Bana yakın olan bir "karışanım","Cumhurbaşkanı, Başbakan, Genel Kurmay Başkanı, Kara Kuvvetleri Komutanı G.Saraylı olsa bu yazıyı yazar mıydın?" diye sordu. "G.Saraylı Ergun Gürsoy yazmazdı, ama gazeteye yazı yazarken formamı çıkarıyorum. Bu nedenle tereddütsüz yazardım" diye cevapladım. Taraf tutup yaranmak için yazılan yazılar, zamanla kabak tadı verip okunmaz oluyor.
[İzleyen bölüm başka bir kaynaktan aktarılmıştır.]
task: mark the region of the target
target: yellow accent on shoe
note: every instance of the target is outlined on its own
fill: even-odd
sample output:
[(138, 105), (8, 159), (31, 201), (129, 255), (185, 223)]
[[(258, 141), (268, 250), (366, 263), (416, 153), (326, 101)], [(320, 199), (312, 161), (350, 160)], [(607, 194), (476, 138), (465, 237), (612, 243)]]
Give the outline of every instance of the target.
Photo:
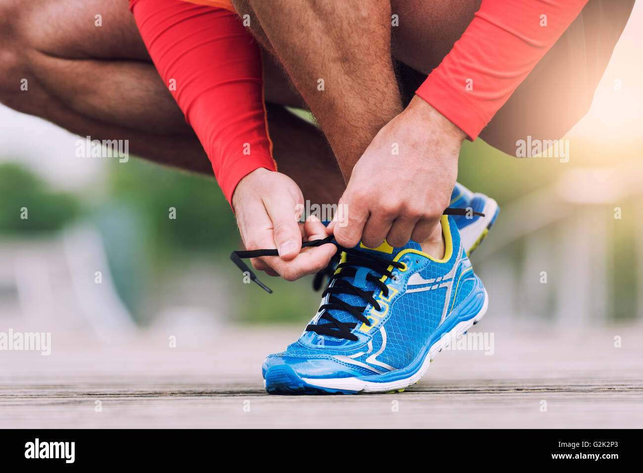
[(372, 249), (374, 251), (380, 251), (383, 253), (388, 253), (389, 254), (393, 254), (393, 247), (389, 245), (388, 243), (386, 242), (386, 240), (384, 240), (384, 243), (378, 246), (377, 248), (369, 248), (361, 242), (359, 242), (359, 247), (365, 248), (366, 249)]
[(482, 234), (476, 240), (475, 243), (471, 245), (471, 247), (469, 248), (469, 251), (467, 252), (467, 258), (469, 257), (469, 255), (473, 253), (475, 251), (475, 249), (480, 245), (480, 243), (482, 242), (482, 240), (485, 239), (485, 237), (487, 236), (487, 233), (489, 233), (489, 229), (488, 228), (484, 229), (484, 231), (482, 232)]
Yazarlar, herkesin yazarları olmalıdır. Ben her statta maç seyredebildiğim gibi, Urfa’da, Diyarbakır’da, Trabzon’da, Van’da sokaklarda yürüyüp insanlarla sohbet edebilmeliyim. Bu insanların da muhtelif takımları tutmasında, hiçbir mahzur olmamalıdır.
Yakışmadı Gerets
SAYINGerets... İyi bir yaşam sağlayabilmek için daha çok para kazanmayı istemeni ve bu yoldaki çabalarını anlayışla karşılıyorum... Kariyerinin üstünde bir miktar alıyorsun, bu parayı başka takımdan alman da bugün için zor... Adnan Polat ve heyeti, sana "Sezon sonunda vedalaşalım" diyor, anlamak istemeyip, hala gelecek yılki sözleşmeni yenilemek istiyorsun. "Başkandan başka patron tanımam" demekle de işleri iyice çıkmaza sokuyorsun.
Sana böyle diretmeyi yakıştıramadım. Senden; "Bana doğru dürüst transfer yapmadınız, sözünüzde durmadığınız gibi gelecekle ilgili planınız da yok. Büyük teknik direktörüm, sezon sonunda bu şartlarla sizinle olmayacağım. Şimdiden başınızın çaresine bakın!" demeni beklerdim.
Paralar çebe...
O zaman, "Aman hocam yapma-etme, bizi bırakma..." diye sana yalvaracaklardı. Sen iyi oynayamadın. Hiçbir yerden kemiksiz 1.300.000 Euro teklif almadığından, bu lafların altında ezilip parayı cebe atmaya devam et... Ne sen büyük hocasın, ne de yönetenler iyi bir ekip...
Fatih Terim ile yollarımızı ayıracağımıza, 1996 ruhunu yeniden canlandırıp, doğru takıma birlikte ulaşabilirdik. Denemediğimiz için pişmanlık duyuyorum. Yazık oldu...
Telafisi çok zor, ama imkansız değil... Eli iş tutanlar daha fazla dibe vurmadan bu kangreni kesmeli... Zorlamaya gerek yok, olmuyor... Olamayacağını da kimse itiraf edemiyor.